Member of the Grand National Assembly
- In office 7 June 2015 – 23 June 2018
- Constituency: Mardin (June 2015 Batman (November 2015)

Personal details
- Born: 1975 (age 50–51) Silvan, Diyarbakır Province, Turkey
- Party: People's Democratic Party (HDP)
- Profession: Sports teacher

= Mehmet Ali Aslan =

Turkish politician

Mehmet Ali Aslan (born 1975 in Silvan, Diyarbakır Province, Turkey) is a Turkish politician of Mhallami descent and the founding chairman of the ethnic group's first organization, the Mhallami Association.

Born in Silvan, Diyarbakır Province, Aslan grew up in Mercimekli in Midyat. Since 2002, he has been working as a sports teacher in Midyat.
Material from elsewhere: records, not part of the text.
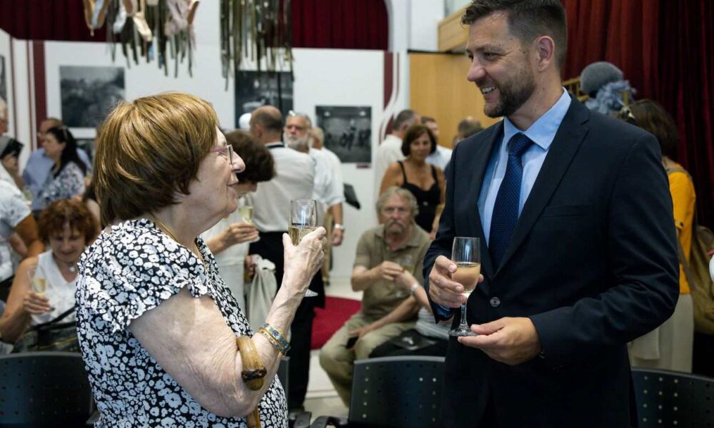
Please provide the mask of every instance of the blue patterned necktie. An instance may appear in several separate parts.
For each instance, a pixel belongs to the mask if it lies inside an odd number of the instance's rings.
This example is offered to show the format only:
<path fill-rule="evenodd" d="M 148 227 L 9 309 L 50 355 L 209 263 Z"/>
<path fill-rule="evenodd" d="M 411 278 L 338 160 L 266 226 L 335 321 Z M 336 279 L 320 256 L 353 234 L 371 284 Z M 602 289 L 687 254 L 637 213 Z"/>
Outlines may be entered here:
<path fill-rule="evenodd" d="M 521 133 L 511 137 L 508 142 L 508 163 L 496 197 L 496 203 L 493 204 L 491 235 L 488 237 L 488 250 L 496 269 L 501 265 L 516 223 L 518 221 L 521 182 L 523 178 L 521 156 L 531 144 L 533 141 L 531 138 Z"/>

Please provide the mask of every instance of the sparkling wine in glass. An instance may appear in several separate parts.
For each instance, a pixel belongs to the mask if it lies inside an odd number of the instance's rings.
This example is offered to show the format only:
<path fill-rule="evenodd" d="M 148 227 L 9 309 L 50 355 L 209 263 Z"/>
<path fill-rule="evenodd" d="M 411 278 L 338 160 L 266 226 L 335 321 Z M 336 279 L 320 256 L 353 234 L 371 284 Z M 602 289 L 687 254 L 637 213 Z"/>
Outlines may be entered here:
<path fill-rule="evenodd" d="M 32 291 L 39 295 L 42 295 L 47 290 L 47 280 L 37 271 L 36 268 L 30 268 L 27 271 L 27 276 L 30 280 L 30 288 Z"/>
<path fill-rule="evenodd" d="M 456 265 L 456 271 L 451 279 L 463 286 L 463 295 L 468 297 L 478 283 L 481 272 L 481 242 L 478 238 L 457 236 L 453 238 L 451 261 Z M 461 322 L 448 332 L 451 336 L 476 336 L 466 322 L 466 303 L 461 305 Z"/>
<path fill-rule="evenodd" d="M 314 199 L 295 199 L 290 201 L 290 220 L 288 235 L 293 245 L 300 244 L 305 235 L 317 228 L 317 202 Z M 308 290 L 306 297 L 317 293 Z"/>
<path fill-rule="evenodd" d="M 251 205 L 241 205 L 238 207 L 238 215 L 241 216 L 243 221 L 251 225 L 253 224 L 253 207 Z"/>

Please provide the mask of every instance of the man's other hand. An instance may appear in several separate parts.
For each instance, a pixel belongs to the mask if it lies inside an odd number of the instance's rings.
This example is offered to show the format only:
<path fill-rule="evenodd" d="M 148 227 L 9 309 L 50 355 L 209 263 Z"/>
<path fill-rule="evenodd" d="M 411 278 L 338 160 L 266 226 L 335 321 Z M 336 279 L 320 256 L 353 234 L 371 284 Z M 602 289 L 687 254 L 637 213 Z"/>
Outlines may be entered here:
<path fill-rule="evenodd" d="M 526 362 L 542 350 L 530 318 L 506 317 L 486 324 L 474 324 L 471 331 L 478 335 L 459 337 L 459 342 L 481 350 L 493 360 L 509 365 Z"/>

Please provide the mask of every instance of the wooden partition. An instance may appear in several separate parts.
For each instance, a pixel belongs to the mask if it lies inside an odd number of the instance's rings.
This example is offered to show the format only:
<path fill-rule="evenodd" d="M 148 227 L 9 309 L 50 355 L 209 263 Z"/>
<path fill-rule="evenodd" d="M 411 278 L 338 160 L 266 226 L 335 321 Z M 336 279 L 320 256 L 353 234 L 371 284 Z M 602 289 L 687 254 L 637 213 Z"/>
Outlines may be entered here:
<path fill-rule="evenodd" d="M 500 119 L 483 114 L 483 96 L 466 80 L 465 55 L 409 54 L 410 108 L 436 119 L 439 144 L 451 148 L 461 119 L 473 116 L 486 128 Z"/>

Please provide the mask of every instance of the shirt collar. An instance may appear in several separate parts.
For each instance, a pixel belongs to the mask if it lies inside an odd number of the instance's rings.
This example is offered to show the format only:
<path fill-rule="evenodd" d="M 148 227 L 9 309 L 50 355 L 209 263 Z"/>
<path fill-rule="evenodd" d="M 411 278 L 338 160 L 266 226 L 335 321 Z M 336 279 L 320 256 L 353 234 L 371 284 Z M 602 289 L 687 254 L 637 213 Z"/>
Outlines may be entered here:
<path fill-rule="evenodd" d="M 511 137 L 521 132 L 540 148 L 547 151 L 555 138 L 555 133 L 558 132 L 560 123 L 565 117 L 565 113 L 568 113 L 570 101 L 570 95 L 563 88 L 560 98 L 553 105 L 553 107 L 550 107 L 525 131 L 516 128 L 513 123 L 508 120 L 508 118 L 503 118 L 503 141 L 510 141 Z"/>

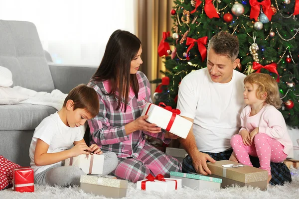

Aslan contested the June 2015 general election as a list candidate for the Peoples' Democratic Party (HDP). Placed 4th representing Mardin, Aslan was elected to become the first Mhallami member of the Turkish Parliament. As he committed his oath of office to the "peoples of Turkey" rather than "the Turkish people," he was called out for allegedly having Armenian roots. Aslan however denied "any connection with Armenians. If I had, I would be proud of it."

In the November snap election, he was placed 2nd on the HDP's list in the neighboring Batman province and was reelected to parliament.